Wisconsin Exceeds National Rate For Smoking During Pregnancy

According to a new study from the University of Wisconsin-Milwaukee,14 percent of pregnant women in Wisconsin smoke, 5 percent higher than the national rate. 

Since 1990, the percent of pregnant women who smoke in Wisconsin has decreased by about 40 percent, but that number isn’t getting any better.

“Over about the past 10 years or so, we seem to be hovering at that 13 to 14 percent,” said Dr. Karen Palmersheim, epidemiologist at UW-Milwaukee and author of the study. “That initial progress has stalled a little bit for some reason but we’re not sure why.”

Researchers also don’t have a clear answer for why Wisconsin’s rate is markedly higher than the nationwide average of 9 percent. 

Palmersheim said a lot of factors influence whether a woman will smoke during pregnancy, including their level of education.

“There’s a positive correlation between level of educational attainment and occupational category,” Palmersheim said. “There’s social norms that are associated with people based on where they live and where they work.”

Palmersheim found that women who had a high school degree or less were 14 times more likely to smoke than women with a college degree.

Other groups who were at high risk for smoking during pregnancy included women age 18 to 24, American Indians, those who don’t receive prenatal care and women living in northern Wisconsin.

Kristine Alaniz, program manager for the Wisconsin Women’s Health Foundation, said poverty is prevalent many of these groups.

“A lot of the women in our program talk about just extreme stress.

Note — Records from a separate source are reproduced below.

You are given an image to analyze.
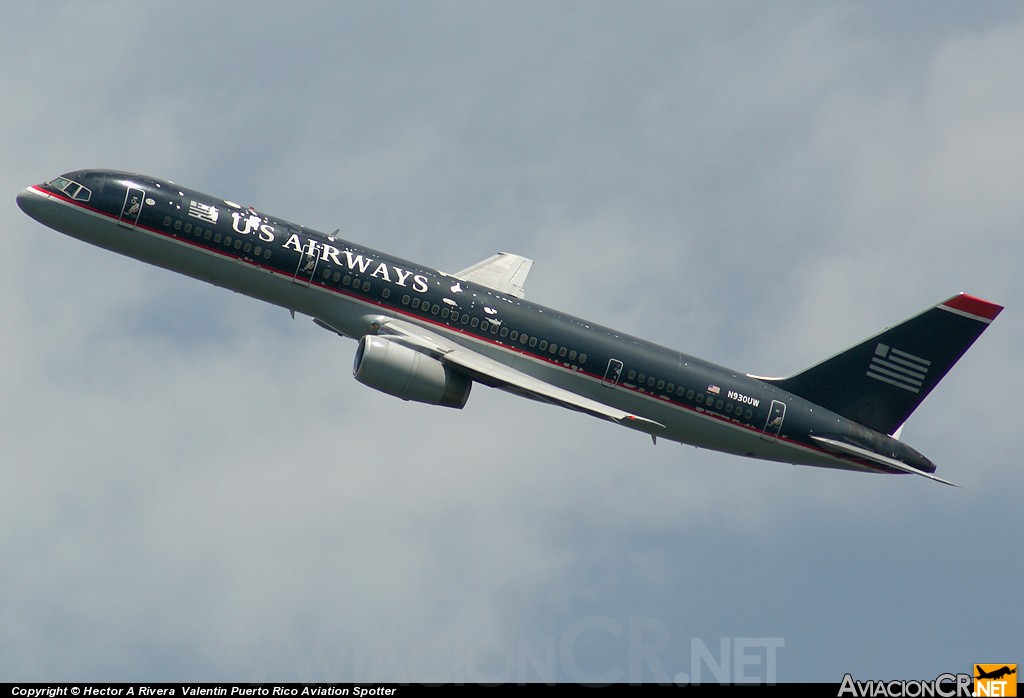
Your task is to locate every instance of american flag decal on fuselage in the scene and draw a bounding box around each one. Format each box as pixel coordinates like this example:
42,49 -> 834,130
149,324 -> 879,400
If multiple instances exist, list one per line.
867,343 -> 932,393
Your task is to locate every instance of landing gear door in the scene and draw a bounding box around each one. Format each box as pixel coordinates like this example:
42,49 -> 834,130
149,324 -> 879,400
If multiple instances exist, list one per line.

And not just stress like ‘I have a lot of things on my to do list’ but ‘I don’t know how I’m going to get food on the dinner table tonight'” Alaniz said. “They’re in survival mode and so they use smoking as a coping mechanism.”

The Wisconsin Women’s Health Foundation has a program called First Breath, which provides smoking cessation programs and support for pregnant women.

Alaniz said many of the women in the First Breath program know that smoking is bad for their baby, but they don’t have the tools to quit.

“Telling a woman just to quit smoking is not really going to help at all because you can’t just flip a switch and suddenly you’re not addicted to nicotine anymore,” Alaniz said. “Just because you become pregnant doesn’t mean you can just stop smoking, it’s a real struggle and women we work with report just an overwhelming amount of guilt and stress trying to deal with this.”

Alaniz said First Breath hopes to better serve high risk groups identified by the study and get more women enrolled in the program.